Patti Smith, former Shelby County District Court Judge and Associate Justice of the Alabama Supreme Court, was honored by the Southern Women’s Committee of Fifty at the annual luncheon celebrating southern women of distinction. Also honored were “Sister Schubert” Patricia Barnes (famous for her wonderful dinner rolls) and “Lulu” Lucy Anne Buffett (restaurateur and Jimmy Buffett’s sister).

Certainly, all three women are well deserving of this honor but I want to focus on Patti Smith.

When I came to Shelby County in 1980, Patti had just taken the District Court bench and I spent some of my time representing the State of Alabama in her court. As you might imagine, we saw some of the joys and some of the horrors that are experienced by some families when we were handling juvenile court cases.

On occasion Patti and I would find ourselves celebrating the successes of the families; some days we would cry together over some of the tragedies. Juvenile court is emotionally charged and is very stressful for the judge working with the kids and their families.
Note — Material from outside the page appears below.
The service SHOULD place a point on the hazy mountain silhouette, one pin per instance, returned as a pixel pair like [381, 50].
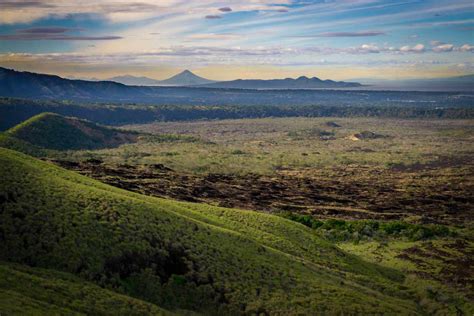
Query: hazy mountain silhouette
[288, 83]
Through the years, Patti remained committed to the children in her court and her positive work with these families will be her most lasting legacy.

Patti’s career took a different turn when she became an Associate Justice on the Alabama Supreme Court. The decisions written by her and the other justices will impact the laws of our state for years, in some cases even generations.

Throughout the years of her service, Patti has remained steadfast in her faith and committed to her family and friends. A mutual friend recently commented to me that Patti Smith has the purest servant’s heart of any person we know. That is so true.

Patti unselfishly gives of her time and talents because she believes that is what people are supposed to do. She leads by example. She is truly a remarkable person and I feel very blessed to know her.

Jim Fuhrmeister is the Shelby County probate judge.